First we betrayed these women by accepting their slavery as a “liberation,” then Air France started veiling women while in Iran as a form of “respect.” It is also revealing of the hypocrisy of most of Western feminists, who are always ready to denounce the “homophobic” Christians and “sexism” in the U.S., but keep silent about the sexual crimes of radical Islam. In the words of the feminist Rebecca Brink Vipond, “I won’t take the bait of a patronizing call for feminists to set aside their goals in America to address problems in Muslim theocracies.” These are the same feminists who abandoned Ayaan Hirsi Ali, the brave Dutch-Somali dissident from Islam, to her own defenses even after she found refuge in the U.S.: they prevented her from speaking at Brandeis University.

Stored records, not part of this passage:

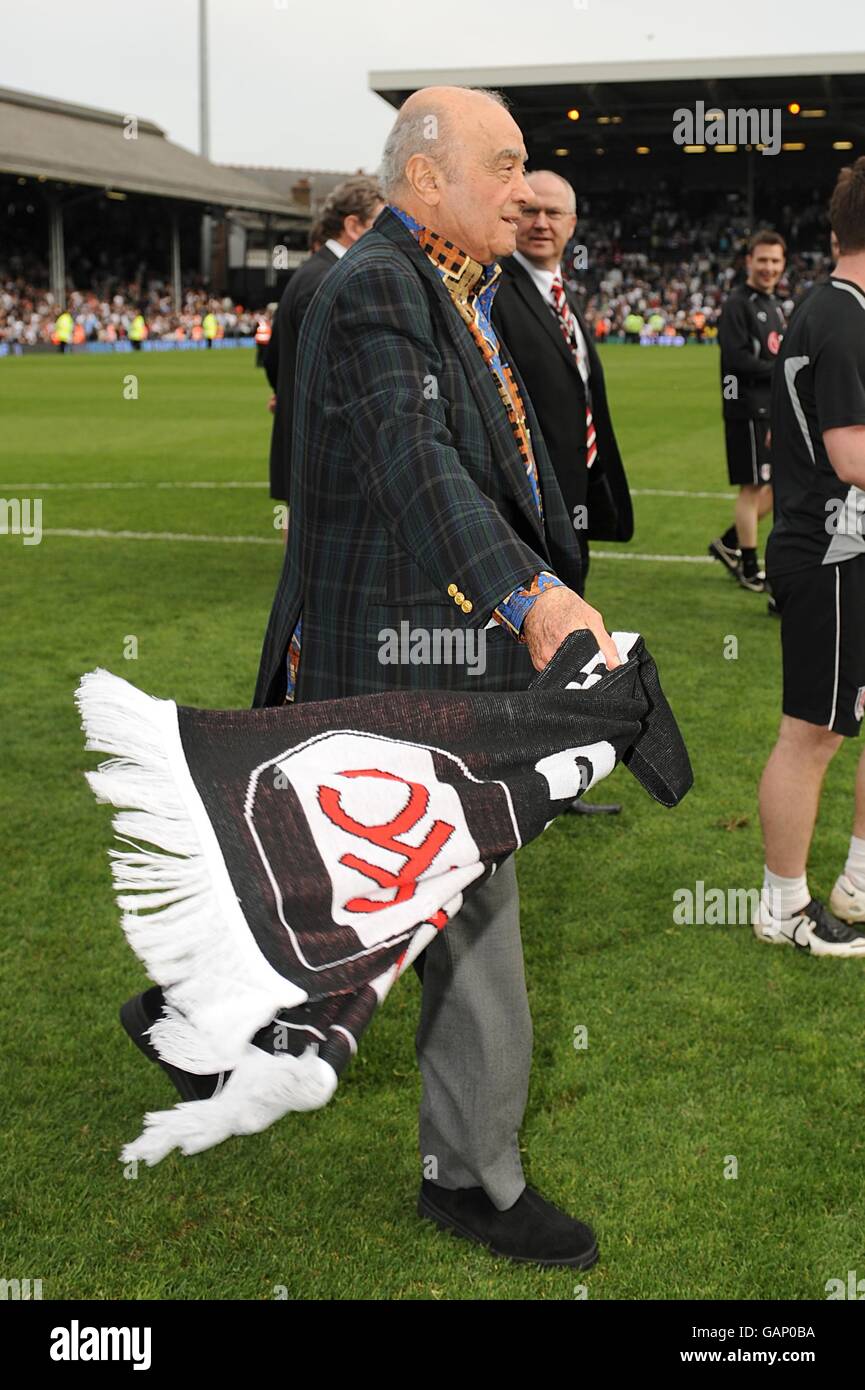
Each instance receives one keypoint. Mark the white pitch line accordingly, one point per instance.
(25, 488)
(162, 535)
(117, 487)
(659, 559)
(98, 533)
(665, 492)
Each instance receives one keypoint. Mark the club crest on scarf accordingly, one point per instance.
(385, 827)
(280, 869)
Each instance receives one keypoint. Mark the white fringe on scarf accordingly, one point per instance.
(182, 919)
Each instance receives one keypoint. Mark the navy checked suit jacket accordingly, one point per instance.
(405, 480)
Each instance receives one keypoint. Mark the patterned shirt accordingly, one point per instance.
(472, 288)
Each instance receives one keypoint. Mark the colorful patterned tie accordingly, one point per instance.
(568, 327)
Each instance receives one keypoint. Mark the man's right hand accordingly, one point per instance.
(555, 615)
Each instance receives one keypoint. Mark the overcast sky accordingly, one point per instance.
(288, 78)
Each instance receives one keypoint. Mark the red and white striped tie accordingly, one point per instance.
(568, 327)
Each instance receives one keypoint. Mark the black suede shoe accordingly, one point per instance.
(531, 1232)
(138, 1016)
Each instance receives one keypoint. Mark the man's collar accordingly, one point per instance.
(541, 277)
(461, 273)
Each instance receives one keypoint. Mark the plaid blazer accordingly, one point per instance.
(406, 480)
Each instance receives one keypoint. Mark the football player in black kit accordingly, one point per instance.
(750, 332)
(815, 558)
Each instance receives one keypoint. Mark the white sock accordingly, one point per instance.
(855, 862)
(785, 897)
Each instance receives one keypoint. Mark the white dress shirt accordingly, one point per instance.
(543, 280)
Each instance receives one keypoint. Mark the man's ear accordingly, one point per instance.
(424, 180)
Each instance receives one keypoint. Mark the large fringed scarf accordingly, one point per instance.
(283, 866)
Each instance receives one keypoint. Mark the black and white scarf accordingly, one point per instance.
(281, 868)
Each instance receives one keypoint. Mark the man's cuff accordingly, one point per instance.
(513, 610)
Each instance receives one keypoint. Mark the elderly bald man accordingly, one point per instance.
(538, 316)
(422, 494)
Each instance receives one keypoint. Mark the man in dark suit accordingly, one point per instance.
(348, 213)
(422, 494)
(537, 316)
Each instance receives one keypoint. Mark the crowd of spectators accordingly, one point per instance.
(28, 313)
(647, 266)
(657, 270)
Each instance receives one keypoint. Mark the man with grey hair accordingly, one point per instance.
(348, 213)
(422, 492)
(537, 316)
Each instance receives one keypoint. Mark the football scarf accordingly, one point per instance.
(281, 868)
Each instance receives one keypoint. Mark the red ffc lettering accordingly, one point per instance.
(416, 858)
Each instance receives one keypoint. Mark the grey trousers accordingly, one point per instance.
(474, 1044)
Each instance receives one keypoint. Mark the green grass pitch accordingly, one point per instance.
(702, 1044)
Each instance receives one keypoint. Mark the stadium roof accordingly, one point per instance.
(316, 184)
(70, 143)
(626, 109)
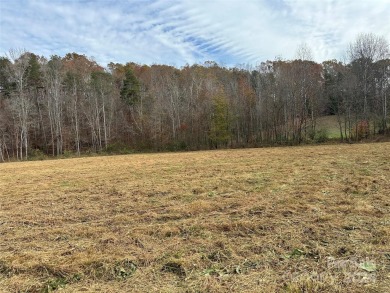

For how long we will maintain our ban on female genital mutilation (FGM)? A study just published in the U.S. suggests that allowing some “milder” forms of female mutilation, which affect 200 million women in the world, is more “culturally sensitive” than a ban on the practice, and that a ritual “nick” of girls’ vaginas could prevent a more radical disfiguring practice. The proposal didn’t come from Tariq Ramadan or an Islamic court in Sudan, but from two American gynecologists, Kavita Shah Arora and Allan J. Jacobs, who published the study in one of the most important scientific journals, the Journal of Medical Ethics.

It is a testament to the depths that can be reached in what the French “new philosopher,” Pascal Bruckner, called “the tears of White men” with their masochism, cowardice and cynical relativism. Why not also justify the Islamic stoning of women who are said to commit adultery? It is as if we cannot capitulate quickly enough.